DirectX 12: The future of it within the console gaming space (specifically the XB1)

Hello all,

I think the whole idea of DX12, glNext, or whatever new multi-threaded API we're talking about is mainly to have a low-cost performance boost for legacy engines. In my opinion the industry will (some even have already) move on to use the GPU to run the scene graph and submit work for itself, and that doesn't require any sophisticated threading on the cpu side (in the api i mean). I'm not exactly sure if XB1's gpu is or isn't capable of this (i'd guess it is), but to me it seems a bit pointless nowadays to put so much emphasis on multi-threaded cpu submission when that's not where the biggest wins are. If the console GPU's are NOT capable of doing it, then it might be worth it, otherwise it's just a stopgap.
 
Hello all,

I think the whole idea of DX12, glNext, or whatever new multi-threaded API we're talking about is mainly to have a low-cost performance boost for legacy engines. In my opinion the industry will (some even have already) move on to use the GPU to run the scene graph and submit work for itself, and that doesn't require any sophisticated threading on the cpu side (in the api i mean). I'm not exactly sure if XB1's gpu is or isn't capable of this (i'd guess it is), but to me it seems a bit pointless nowadays to put so much emphasis on multi-threaded cpu submission when that's not where the biggest wins are. If the console GPU's are NOT capable of doing it, then it might be worth it, otherwise it's just a stopgap.

This was actually discussed a few posts earlier as making the most sense since the GPU needs to know where everything is anyway. I've never heard of a GPU submitting it's own work though. But from Sebbbi's posts earlier it makes the most sense to move that way.
 
I think nVidia talked a bit about this with kepler/maxwell with dynamic parallelism, but I'm not too sure how extensive it was.

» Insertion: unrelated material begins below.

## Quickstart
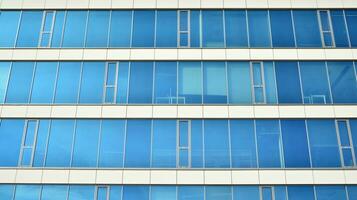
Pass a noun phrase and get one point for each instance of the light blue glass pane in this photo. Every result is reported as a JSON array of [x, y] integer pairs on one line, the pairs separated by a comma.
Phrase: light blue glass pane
[[68, 82], [343, 82], [29, 29], [330, 192], [60, 143], [296, 150], [164, 144], [9, 21], [165, 83], [120, 26], [314, 83], [307, 34], [97, 29], [190, 193], [166, 28], [54, 192], [74, 29], [92, 82], [259, 33], [141, 82], [239, 83], [138, 143], [44, 82], [112, 143], [269, 143], [236, 28], [216, 141], [189, 83], [243, 144], [212, 28], [18, 90], [143, 28], [323, 143], [10, 141], [287, 76]]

Dynamic Parallelism in CUDA is supported via an extension to the CUDA programming model that enables a CUDA kernel to create and synchronize new nested work. Basically, a child CUDA Kernel can be called from within a parent CUDA kernel and then optionally synchronize on the completion of that child CUDA Kernel. The parent CUDA kernel can consume the output produced from the child CUDA Kernel, all without CPU involvement.

Wicked.
Slide deck on how it works. this is so cool
http://on-demand.gputechconf.com/gtc/2012/presentations/S0338-GTC2012-CUDA-Programming-Model.pdf
 
Dynamic Parallelism in CUDA is supported via an extension to the CUDA programming model that enables a CUDA kernel to create and synchronize new nested work. Basically, a child CUDA Kernel can be called from within a parent CUDA kernel and then optionally synchronize on the completion of that child CUDA Kernel. The parent CUDA kernel can consume the output produced from the child CUDA Kernel, all without CPU involvement.

Wicked.
Slide deck on how it works. this is so cool
http://on-demand.gputechconf.com/gtc/2012/presentations/S0338-GTC2012-CUDA-Programming-Model.pdf

Definitely seems like a good candidate for DX12.
 
This was actually discussed a few posts earlier as making the most sense since the GPU needs to know where everything is anyway. I've never heard of a GPU submitting it's own work though. But from Sebbbi's posts earlier it makes the most sense to move that way.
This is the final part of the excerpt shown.